Neste dia, porém, estava eu na minha faxina diária no deposito, quando chegou este carro preto, de onde desceu três homens grandes, vestidos de longos casacos negros com duas malas, um deliberava as ações dos demais. Seu Jacó passou por mim apressado. Diante de tudo o que tinha ouvido falar de mal deste homem, temi até pela minha segurança naquele local. Mas como a curiosidade era maior, me escondi atrás de umas caixas. Imaginei sair daquelas malas muito dinheiro, pois todos falavam que seu Jacó era um temido mafioso Israelense foragido de seu país. Segundo diziam, aquele micro comércio tinha se transformado numa mega corporação devido ao dinheiro oriundo das drogas e comércios ilícitos sem tamanho, como compra de deputados, licitações fraudulentas.
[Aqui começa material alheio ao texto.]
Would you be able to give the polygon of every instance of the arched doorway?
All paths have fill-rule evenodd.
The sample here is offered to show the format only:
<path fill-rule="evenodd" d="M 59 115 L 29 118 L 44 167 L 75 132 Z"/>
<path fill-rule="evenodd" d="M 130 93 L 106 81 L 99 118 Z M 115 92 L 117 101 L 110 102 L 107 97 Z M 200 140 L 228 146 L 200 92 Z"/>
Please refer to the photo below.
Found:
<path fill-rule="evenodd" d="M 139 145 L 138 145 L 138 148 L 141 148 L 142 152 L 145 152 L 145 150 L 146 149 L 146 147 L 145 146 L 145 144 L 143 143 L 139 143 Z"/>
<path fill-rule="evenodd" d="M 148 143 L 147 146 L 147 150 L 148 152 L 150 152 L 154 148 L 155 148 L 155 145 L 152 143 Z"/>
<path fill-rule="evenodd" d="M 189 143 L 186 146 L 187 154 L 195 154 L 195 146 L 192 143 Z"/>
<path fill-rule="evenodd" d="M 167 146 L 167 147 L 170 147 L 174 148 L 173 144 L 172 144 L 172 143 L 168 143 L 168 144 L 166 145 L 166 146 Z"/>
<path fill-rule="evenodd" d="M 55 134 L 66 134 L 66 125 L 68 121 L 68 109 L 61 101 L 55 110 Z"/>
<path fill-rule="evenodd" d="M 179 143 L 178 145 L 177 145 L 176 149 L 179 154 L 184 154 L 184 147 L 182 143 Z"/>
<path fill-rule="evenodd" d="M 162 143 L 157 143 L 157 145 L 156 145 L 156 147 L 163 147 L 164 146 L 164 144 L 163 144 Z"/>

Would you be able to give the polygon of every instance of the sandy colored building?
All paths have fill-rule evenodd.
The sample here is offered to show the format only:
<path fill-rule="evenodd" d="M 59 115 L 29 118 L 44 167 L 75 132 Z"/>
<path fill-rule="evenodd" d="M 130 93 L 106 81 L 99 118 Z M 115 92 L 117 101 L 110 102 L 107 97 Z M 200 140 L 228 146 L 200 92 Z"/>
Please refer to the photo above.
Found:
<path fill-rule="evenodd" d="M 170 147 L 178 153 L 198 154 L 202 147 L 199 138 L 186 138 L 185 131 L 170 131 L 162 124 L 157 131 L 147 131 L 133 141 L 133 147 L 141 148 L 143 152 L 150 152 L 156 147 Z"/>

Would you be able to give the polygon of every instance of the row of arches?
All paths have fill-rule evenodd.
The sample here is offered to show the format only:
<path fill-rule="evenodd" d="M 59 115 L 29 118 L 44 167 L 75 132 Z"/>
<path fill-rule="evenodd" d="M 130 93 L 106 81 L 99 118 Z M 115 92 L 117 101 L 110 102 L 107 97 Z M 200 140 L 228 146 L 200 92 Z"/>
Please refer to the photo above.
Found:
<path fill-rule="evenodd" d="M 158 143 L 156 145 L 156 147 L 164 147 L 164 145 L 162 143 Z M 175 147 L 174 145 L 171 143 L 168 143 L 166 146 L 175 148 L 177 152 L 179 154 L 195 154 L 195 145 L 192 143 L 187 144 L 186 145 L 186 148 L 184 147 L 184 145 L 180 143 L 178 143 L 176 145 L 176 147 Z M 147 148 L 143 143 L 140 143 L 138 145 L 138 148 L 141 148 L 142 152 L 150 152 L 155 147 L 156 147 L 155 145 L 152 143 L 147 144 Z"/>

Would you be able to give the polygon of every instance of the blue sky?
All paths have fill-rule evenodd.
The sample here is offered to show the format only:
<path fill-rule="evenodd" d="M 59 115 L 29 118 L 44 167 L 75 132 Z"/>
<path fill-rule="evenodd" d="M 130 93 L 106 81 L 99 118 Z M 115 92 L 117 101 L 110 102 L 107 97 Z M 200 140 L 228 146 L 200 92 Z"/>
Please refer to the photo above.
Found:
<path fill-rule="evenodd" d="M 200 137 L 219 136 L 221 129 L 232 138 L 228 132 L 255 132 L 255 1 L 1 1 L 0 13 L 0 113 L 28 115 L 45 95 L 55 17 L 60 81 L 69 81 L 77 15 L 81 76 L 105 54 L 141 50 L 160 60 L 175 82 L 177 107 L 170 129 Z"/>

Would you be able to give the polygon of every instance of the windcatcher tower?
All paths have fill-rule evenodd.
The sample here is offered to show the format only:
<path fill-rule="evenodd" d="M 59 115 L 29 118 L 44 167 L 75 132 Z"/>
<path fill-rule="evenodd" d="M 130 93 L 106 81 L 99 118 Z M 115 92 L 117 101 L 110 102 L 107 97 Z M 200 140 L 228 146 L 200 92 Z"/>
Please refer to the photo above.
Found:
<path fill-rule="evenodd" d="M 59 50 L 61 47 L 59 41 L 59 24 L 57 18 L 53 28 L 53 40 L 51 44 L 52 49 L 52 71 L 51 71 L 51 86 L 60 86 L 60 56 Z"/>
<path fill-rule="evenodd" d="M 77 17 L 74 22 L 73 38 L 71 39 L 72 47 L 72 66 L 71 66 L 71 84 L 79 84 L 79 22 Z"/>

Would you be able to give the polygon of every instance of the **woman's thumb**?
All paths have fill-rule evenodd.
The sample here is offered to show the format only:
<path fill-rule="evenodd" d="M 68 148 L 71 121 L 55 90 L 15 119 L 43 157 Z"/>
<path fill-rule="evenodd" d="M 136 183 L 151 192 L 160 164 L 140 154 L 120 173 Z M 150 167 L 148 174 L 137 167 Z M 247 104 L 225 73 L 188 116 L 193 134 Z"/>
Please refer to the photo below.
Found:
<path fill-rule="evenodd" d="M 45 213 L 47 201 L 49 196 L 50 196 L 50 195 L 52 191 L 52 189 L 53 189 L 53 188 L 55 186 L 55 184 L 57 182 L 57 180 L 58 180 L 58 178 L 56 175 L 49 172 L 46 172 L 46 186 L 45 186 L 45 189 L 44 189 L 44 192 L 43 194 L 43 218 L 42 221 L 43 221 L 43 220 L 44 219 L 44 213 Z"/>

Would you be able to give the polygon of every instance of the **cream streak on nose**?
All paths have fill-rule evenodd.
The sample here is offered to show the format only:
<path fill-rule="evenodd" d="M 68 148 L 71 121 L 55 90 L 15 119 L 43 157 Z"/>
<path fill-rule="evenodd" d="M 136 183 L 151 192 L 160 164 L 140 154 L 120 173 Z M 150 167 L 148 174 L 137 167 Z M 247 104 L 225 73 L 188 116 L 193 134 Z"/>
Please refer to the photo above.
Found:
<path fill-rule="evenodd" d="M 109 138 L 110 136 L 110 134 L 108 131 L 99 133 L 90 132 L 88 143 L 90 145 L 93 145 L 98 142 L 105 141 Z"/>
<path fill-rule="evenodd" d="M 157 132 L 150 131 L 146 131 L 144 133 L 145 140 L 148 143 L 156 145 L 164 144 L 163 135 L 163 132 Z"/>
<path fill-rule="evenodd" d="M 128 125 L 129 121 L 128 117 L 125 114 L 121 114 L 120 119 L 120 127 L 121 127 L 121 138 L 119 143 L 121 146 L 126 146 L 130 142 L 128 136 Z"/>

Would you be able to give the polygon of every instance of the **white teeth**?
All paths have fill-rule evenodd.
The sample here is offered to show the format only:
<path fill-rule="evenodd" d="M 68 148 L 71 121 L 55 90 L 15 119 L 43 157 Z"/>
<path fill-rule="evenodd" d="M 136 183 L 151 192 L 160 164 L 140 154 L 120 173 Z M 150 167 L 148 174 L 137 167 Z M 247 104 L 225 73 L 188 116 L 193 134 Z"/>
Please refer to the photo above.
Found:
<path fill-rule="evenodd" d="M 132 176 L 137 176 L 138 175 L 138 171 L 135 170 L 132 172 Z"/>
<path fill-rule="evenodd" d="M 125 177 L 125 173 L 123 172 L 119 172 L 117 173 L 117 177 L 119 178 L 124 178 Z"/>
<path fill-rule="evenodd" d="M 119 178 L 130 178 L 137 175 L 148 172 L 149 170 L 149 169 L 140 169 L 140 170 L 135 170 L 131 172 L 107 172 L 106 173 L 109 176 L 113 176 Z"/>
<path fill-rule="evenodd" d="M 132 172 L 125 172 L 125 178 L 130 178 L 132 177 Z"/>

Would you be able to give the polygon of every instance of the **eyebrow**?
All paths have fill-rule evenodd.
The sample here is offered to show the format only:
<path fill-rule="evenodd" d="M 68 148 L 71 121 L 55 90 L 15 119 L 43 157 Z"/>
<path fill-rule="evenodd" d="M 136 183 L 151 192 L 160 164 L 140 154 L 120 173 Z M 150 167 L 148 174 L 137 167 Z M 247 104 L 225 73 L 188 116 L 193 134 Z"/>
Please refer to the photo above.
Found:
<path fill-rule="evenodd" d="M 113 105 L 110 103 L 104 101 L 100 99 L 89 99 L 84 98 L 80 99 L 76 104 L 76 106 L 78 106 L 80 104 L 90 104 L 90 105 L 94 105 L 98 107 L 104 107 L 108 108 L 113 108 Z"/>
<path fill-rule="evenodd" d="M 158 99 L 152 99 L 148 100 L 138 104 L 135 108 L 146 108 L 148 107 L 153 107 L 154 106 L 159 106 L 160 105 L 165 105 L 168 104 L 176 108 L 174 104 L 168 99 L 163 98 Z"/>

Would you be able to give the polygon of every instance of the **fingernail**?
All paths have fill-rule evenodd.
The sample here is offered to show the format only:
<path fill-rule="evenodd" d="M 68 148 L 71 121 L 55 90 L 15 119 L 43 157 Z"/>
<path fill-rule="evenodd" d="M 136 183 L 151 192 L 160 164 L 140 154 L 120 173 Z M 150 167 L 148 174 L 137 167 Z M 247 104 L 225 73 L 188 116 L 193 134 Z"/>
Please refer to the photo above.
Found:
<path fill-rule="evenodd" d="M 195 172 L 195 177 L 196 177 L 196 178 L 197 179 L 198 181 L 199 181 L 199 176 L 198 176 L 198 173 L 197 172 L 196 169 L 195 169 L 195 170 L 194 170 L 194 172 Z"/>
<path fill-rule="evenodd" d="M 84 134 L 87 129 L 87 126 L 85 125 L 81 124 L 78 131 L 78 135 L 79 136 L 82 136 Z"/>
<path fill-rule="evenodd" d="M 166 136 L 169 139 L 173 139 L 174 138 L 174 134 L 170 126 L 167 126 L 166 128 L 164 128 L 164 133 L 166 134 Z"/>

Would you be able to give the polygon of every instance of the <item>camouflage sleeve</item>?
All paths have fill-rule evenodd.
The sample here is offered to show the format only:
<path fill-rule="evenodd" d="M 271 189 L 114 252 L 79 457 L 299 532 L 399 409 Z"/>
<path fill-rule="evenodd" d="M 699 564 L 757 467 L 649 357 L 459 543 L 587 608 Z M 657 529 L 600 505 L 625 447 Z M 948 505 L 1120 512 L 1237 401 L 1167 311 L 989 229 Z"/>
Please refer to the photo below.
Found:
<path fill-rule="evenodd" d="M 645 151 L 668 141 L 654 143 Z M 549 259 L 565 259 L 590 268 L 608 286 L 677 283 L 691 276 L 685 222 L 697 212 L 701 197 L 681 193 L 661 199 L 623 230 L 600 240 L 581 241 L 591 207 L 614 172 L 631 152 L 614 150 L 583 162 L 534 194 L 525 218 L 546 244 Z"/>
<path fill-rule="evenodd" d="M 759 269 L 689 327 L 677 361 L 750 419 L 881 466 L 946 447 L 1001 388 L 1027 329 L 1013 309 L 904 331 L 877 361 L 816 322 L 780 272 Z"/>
No inicio, claro que acreditei, mas depois de algum tempo, conhecendo melhor as pessoas, calculei que era inveja pura. Seu Jacó era muito religioso, freqüentava a sinagoga, que ele tinha ajudado a construir no bairro, e nunca foi contra ninguém que praticasse outros dogmas, assim como eu Católico Apostólico Romano, não praticante. Fui batizado, catequizado, crismado e sei mais lá o que, mas vou a missa esporadicamente, e evito praticar o mal, em qualquer escala, imaginava que um ser humano, não poderia ser extremos opostos num só, religioso de dia e assassino á noite.
Não era isso, porém, que tentavam me fazer acreditar.
- Fui à falência por causa deste maldito Judeu.
- Esse calhorda traficante.
- Maldito!
Mesmo sem compactuar com essas acusações malditas e gratuitas, fui me deixando doutrinar por falastrões incompetentes, que não souberam fazer negócios limpos e rentáveis, e ainda culpavam terceiros pelos próprios fracassos. Tinha uma técnica própria de negociação, comprando produtos sempre pelos menores preços, sem nunca perder a qualidade de seus produtos. Diante de todos estas táticas comerciais não havia concorrente que suportasse.
Depois de uma discussão ferrenha, os dois puxaram suas armas e com dezenove tiros mataram seu Jacó. Li sobre isso no outro dia pelos jornais, naquele momento, não tive tempo de contar, só de correr, adentrei á loja numa corrida desenfreada, sentindo o calor das chamas do chumbo disparado pelos meus pensamentos. Tentava imaginar que tudo acabaria bem, pois era assim que terminavam as novelas os filmes. Vi o quanto isso emburrecia as pessoas, limitava as ações, e tirava nossa mais velha reação, a luta pela sobrevivência. Ao menos não na forma como sobrevivemos.
Ainda hoje, vivendo com nome falso, num lugar que nem sei onde, parece que vejo seu Jacó recebendo as duas encomendas. Morreu injustiçado, taxado de bandido, se bem que viver açoitado pelos pares, é como estar morto.
Sinto meus pés doerem, faz tanto tempo. Mas vejo meu corpo coberto de sangue estirado no chão de um armazém, assim com seu Jacó, pesadelo que povoa meus sonhos mais sutis. Eu já morto, olho ao longe, uma garça branca pescando a beira do lago, e imagino minha vida. Não é mais uma vida. Tive que fugir, trocar de identidade, nem minha família sabe onde eu ando, eu ainda recebo noticias deles, sei onde estão e o que fazem, mas eles só sabem que eu estou morto. Vivo numa cidade distante, isolado das pessoas que mais amei, tudo por fazer as coisas dentro da lei. Por ser honesto, vivo isolado da vida, é como que se dezenove tiros tivessem me perfurado. De certa forma eu estava morto, desde aquela quarta-feira ensolarada em que varria uma calçada.